In the latest development in the Bell v. Group TVA carriage dispute saga, Bell has slapped Quebecor with a $150 million lawsuit over its “Fair Value” campaign.
Quebecor has revealed in a post to its corporate website that it received notice of the suit Thursday. The company says that instead of responding to its invitation to negotiate, Bell has chosen to use “diversionary tactics” and accuses the company of “monopoly behaviour.”
Quebecor did not elaborate on the suit’s claims and Broadcast Dialogue has not obtained a copy of the legal action.
Last week, the CRTC suspended the broadcasting licence for Quebecor-owned TVA Sports, but said that suspension would only go into effect if its signal is withheld from Bell prior to the resolution of the ongoing carriage dispute. The decision followed a hearing to show cause why the commission shouldn’t issue a mandatory order requiring Group TVA to comply with Discretionary Services Regulations after it pulled TVA Sports’ signal for Bell TV customers Apr. 10, just as the NHL playoffs were getting underway.
Quebecor said it would abide by the decision, but that it was assessing its legal options.
The company maintains a channel should have the right to withdraw its signal in order to counter the bargaining power of the broadcasting distribution undertakings and that final offer arbitration should be voluntary. Quebecor is calling for a rebalancing of the royalties paid to specialty channels, based not on historical rates on each channel’s fair market value according to objective, but measurable criteria such as ratings, popularity in pick-and-pay plans, and spending on programming.

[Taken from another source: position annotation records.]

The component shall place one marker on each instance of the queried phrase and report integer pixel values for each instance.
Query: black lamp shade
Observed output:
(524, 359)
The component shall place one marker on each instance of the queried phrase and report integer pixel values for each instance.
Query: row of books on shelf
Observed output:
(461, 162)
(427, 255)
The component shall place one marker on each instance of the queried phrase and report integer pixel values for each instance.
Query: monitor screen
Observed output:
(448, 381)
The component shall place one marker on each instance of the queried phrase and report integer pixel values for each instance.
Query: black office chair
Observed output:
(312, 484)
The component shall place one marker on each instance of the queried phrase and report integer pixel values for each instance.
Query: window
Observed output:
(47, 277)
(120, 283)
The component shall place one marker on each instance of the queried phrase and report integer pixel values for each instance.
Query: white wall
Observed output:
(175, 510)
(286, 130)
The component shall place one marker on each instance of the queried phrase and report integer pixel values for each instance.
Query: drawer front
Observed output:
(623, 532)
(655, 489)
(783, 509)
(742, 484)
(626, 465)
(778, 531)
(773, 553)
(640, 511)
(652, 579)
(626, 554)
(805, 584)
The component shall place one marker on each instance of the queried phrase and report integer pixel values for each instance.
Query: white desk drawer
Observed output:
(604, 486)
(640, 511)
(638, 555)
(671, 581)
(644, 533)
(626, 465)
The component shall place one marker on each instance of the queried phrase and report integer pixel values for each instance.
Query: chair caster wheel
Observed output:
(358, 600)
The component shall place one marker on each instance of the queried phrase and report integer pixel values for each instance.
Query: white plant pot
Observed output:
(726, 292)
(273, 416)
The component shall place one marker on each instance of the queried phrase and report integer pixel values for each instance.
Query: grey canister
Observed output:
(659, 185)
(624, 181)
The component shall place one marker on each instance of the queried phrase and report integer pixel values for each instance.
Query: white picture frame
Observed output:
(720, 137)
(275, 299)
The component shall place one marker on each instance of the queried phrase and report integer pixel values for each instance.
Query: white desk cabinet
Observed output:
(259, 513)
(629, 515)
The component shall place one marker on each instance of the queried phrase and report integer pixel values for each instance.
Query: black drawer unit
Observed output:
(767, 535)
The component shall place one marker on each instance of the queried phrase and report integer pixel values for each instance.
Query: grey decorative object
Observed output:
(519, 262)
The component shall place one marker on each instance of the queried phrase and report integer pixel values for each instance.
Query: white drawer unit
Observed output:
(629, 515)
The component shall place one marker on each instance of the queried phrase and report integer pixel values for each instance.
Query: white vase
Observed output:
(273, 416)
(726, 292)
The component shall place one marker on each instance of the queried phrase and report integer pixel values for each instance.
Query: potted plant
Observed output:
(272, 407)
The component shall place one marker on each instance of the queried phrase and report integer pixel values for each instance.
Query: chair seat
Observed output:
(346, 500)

Following this new development, Quebecor says it intends to “assert its rights” before the court.
“As for the statements of this procedure, they are shameless and abusive, both on the surreal sums claimed and on its desire to undermine Quebecor in its constitutional and fundamental right to express itself. Bell’s request to stop the TVA advertising campaign has already been rejected by the Superior Court of Quebec on April 15,” Quebecor stated.
Broadcast Dialogue was unable to reach a Bell Media spokesperson for comment.